An injection that can help damaged tissue re-grow has for a long time been patients’ and physicians’ dream alike. A new study by researchers at UBC Okanagan brings that dream to reality. This is through a device that encapsulates cells much faster. It is more effective and cheaper.

Mohamed Gamal uses a newly developed cell encapsulation device.

Mohamed Gamal uses a newly developed cell encapsulation device.

Case study

Keekyoung Kim said that the idea of injecting different tissue cells is not a new idea. He is an assistant professor of engineering at UBC Okanagan. He referred to the concept as an enticing concept. This is because introducing cells into damaged tissue supercharges the body’s processes to re-grow and repair injuries. He said that everything including broken bones and torn ligaments could benefit from this kind of approach. He also suggested that improvement in technology could lead to the possibility of whole organs being repaired.

Kim said that the problem is that cells are delicate on their own and may not always survive once injected directly into the body. According to Mohamed Gamal, to ensure cell survival, they should be encased in coatings that protect them from physical damage. This will also protect them from the body’s immune system. However, it has proven very hard to carry out that kind of cell encapsulation.
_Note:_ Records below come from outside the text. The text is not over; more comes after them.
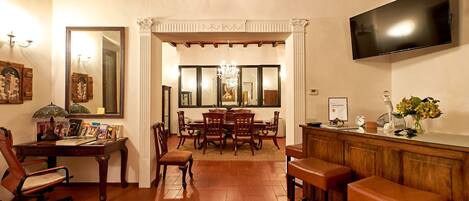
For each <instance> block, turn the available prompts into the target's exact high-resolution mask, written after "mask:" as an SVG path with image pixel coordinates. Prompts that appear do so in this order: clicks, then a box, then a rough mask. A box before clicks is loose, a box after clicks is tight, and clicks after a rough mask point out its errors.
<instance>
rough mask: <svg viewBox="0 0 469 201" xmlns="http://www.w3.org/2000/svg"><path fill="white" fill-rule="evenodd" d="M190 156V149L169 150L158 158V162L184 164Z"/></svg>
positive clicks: (170, 163)
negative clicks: (178, 150)
mask: <svg viewBox="0 0 469 201" xmlns="http://www.w3.org/2000/svg"><path fill="white" fill-rule="evenodd" d="M191 158H192V152H190V151H170V152H168V153H166V154H165V155H163V157H161V158H160V162H161V163H162V164H167V165H185V164H186V163H187V162H188V161H189V159H191Z"/></svg>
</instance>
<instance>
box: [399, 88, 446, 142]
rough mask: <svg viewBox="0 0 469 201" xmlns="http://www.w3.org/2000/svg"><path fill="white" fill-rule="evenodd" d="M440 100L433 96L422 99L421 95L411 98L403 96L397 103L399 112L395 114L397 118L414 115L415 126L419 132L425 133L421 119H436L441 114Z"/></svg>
mask: <svg viewBox="0 0 469 201" xmlns="http://www.w3.org/2000/svg"><path fill="white" fill-rule="evenodd" d="M438 102H440V101H439V100H436V99H434V98H432V97H426V98H424V99H421V98H419V97H415V96H411V97H410V98H405V97H404V98H403V99H402V100H401V102H400V103H398V104H397V107H396V108H397V112H396V113H394V116H396V117H397V118H404V117H406V116H412V119H413V120H414V128H413V129H415V130H416V131H417V133H423V132H424V130H423V128H422V124H421V122H420V121H421V120H424V119H429V118H430V119H435V118H438V117H440V116H441V114H442V113H441V110H440V109H439V105H438Z"/></svg>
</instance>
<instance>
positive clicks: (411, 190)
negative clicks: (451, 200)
mask: <svg viewBox="0 0 469 201" xmlns="http://www.w3.org/2000/svg"><path fill="white" fill-rule="evenodd" d="M347 191H348V200H349V201H446V200H447V199H446V198H445V197H443V196H441V195H438V194H435V193H430V192H426V191H421V190H417V189H413V188H410V187H407V186H404V185H400V184H397V183H394V182H391V181H389V180H386V179H384V178H381V177H377V176H372V177H368V178H366V179H362V180H360V181H357V182H353V183H350V184H348V187H347Z"/></svg>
It is a time-consuming, costly and wasteful process. Gamal is a biomedical engineering doctoral student. He is also the lead author of the study.

Was the problem solved?

Gamal and Kim solved the problem. They developed an automated encapsulation device that could encase multiple cells in microgels. This is by the use of a specialized blue laser purifying them to produce a usable clean sample in a few minutes. The advantage this system offers is that more than 85% of these cells do survive and they can scale up the process easily.

Kim said that studies into this area are being hampered by the unavailability and the cost of mass-produced cell encapsulated microgels. He said that they had solved the problem and their system could produce up to many thousands of cell-encapsulated microgels. These could all be done rapidly, therefore, supercharging the bio-engineering field. Gamal said that in addition to the development of an efficient and quick system, the equipment is made of cheap and readily available components.

Gamal also said that any lab with the intention of carrying out this kind of work could set up such a system.  It could cost as low as a few hundred dollars to a couple of thousands. This is quite affordable for laboratory equipment.


The next step is for the team to embed different types of stem cells into microgels alongside specialized hormones(growth factors) or proteins. The idea is to help stem cells transform into appropriate tissue types when injected.

It is really exciting to see where this kind of technology goes next and the capabilities of the encapsulated stem cell.